En principe, l’ouverture d’une procédure de liquidation judiciaire emporte le dessaisissement du débiteur dans l’administration et la disposition de ses biens. Les actions du débiteur concernant son patrimoine doivent dès lors être exercées par le liquidateur désigné, pendant toute la durée de la liquidation judiciaire.
En revanche, le débiteur conserve l’exercice de ses droits extrapatrimoniaux et processuels, parmi lesquels figure le droit propre d'exercer des voies de recours contre une décision.
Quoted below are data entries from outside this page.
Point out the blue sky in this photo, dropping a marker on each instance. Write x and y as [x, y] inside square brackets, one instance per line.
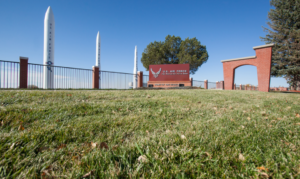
[228, 28]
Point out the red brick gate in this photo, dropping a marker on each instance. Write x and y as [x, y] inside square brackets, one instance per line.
[262, 61]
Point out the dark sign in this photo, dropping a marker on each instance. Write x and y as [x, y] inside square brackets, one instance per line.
[169, 72]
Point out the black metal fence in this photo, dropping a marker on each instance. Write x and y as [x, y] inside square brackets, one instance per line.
[60, 77]
[115, 80]
[9, 74]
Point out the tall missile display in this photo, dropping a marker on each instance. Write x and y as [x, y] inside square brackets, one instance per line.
[98, 49]
[49, 36]
[135, 80]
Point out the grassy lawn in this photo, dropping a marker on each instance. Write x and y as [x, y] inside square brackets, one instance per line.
[149, 134]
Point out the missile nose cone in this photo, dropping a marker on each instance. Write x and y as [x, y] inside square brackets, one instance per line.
[49, 14]
[98, 35]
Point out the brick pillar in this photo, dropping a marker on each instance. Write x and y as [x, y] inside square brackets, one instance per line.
[23, 72]
[95, 77]
[140, 79]
[205, 84]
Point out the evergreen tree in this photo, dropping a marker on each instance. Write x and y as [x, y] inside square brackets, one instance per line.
[175, 51]
[285, 34]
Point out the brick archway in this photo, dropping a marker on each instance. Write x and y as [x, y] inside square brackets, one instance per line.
[262, 61]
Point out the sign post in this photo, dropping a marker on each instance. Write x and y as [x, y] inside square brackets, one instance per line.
[169, 75]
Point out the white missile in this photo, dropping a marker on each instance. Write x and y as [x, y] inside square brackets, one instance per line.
[135, 68]
[98, 50]
[49, 36]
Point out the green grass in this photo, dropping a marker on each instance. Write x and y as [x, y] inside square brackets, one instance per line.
[178, 133]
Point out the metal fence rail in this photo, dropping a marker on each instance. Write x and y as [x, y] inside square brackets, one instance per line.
[9, 74]
[198, 83]
[63, 77]
[115, 80]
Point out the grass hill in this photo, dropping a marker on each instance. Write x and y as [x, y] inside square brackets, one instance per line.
[149, 134]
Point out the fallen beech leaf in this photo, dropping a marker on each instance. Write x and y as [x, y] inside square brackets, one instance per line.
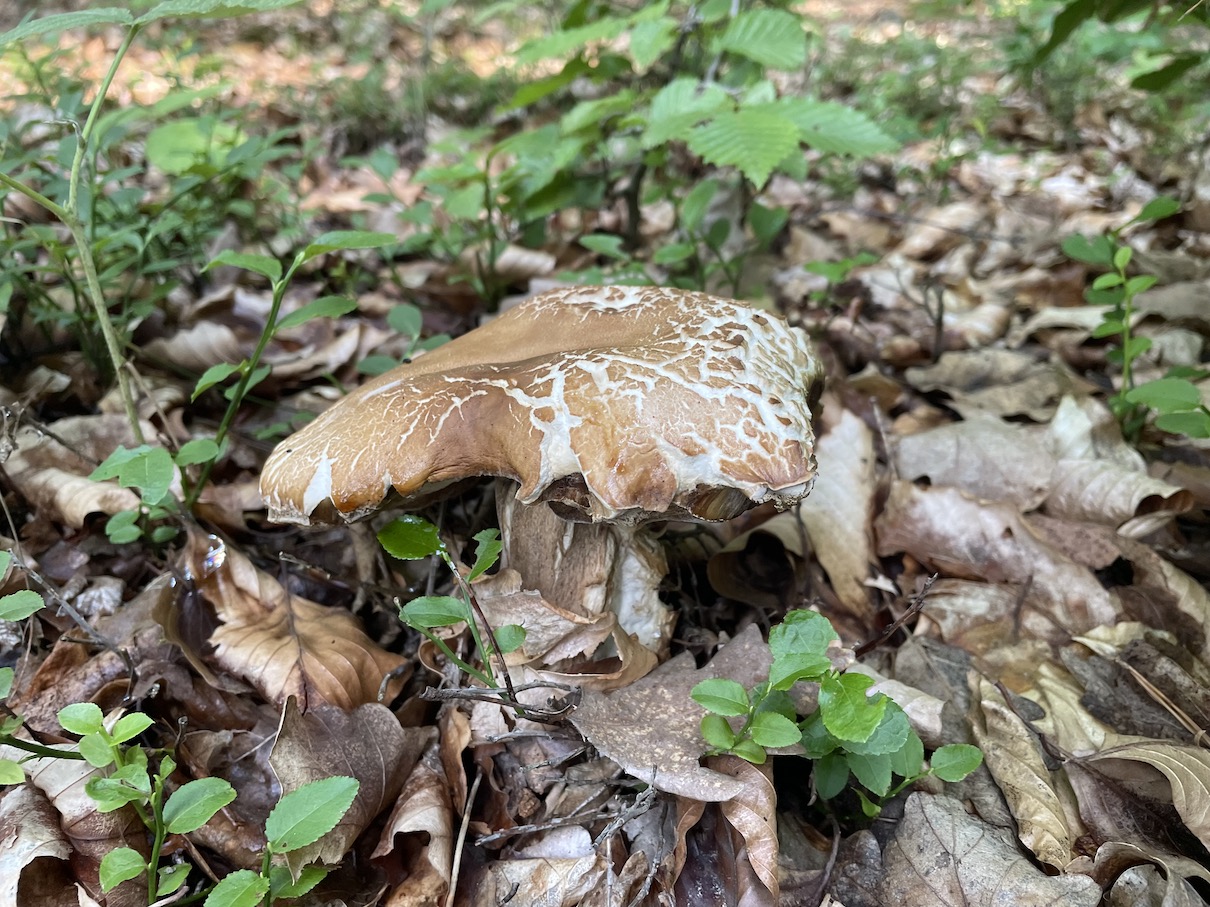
[30, 842]
[943, 856]
[651, 728]
[1187, 769]
[284, 645]
[1014, 758]
[367, 744]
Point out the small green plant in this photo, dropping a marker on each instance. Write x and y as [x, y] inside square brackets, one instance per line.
[413, 537]
[850, 733]
[1174, 399]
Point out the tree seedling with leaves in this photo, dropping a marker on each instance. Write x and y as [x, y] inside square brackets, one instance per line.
[1174, 399]
[850, 733]
[412, 537]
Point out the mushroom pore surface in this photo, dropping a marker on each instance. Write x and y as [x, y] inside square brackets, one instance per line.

Dans ce contexte, un débiteur a profité de la contestation d'une créance, afin de former une demande reconventionnelle, relevant, selon les juges, du monopole du liquidateur judiciaire.
En l’espèce, un couple, marié sous le régime de la communauté de biens réduite aux acquêts, a acheté des biens immobiliers afin d’y exploiter des chambres d’hôtes, puis un hôtel. L’acquisition, la transformation et l’extension des locaux ont été notamment financées par des emprunts bancaires, dont un prêt de trésorerie garanti par un cautionnement.
Par suite de plusieurs incidents de paiement et du prononcé de la déchéance du terme, la banque a assigné le couple ainsi que leur caution. Une procédure de liquidation judiciaire ayant été prononcée à l’encontre du mari, le tribunal a fixé la créance de la banque au passif de la procédure collective, et a condamné solidairement la femme et la caution à payer à la banque la même somme.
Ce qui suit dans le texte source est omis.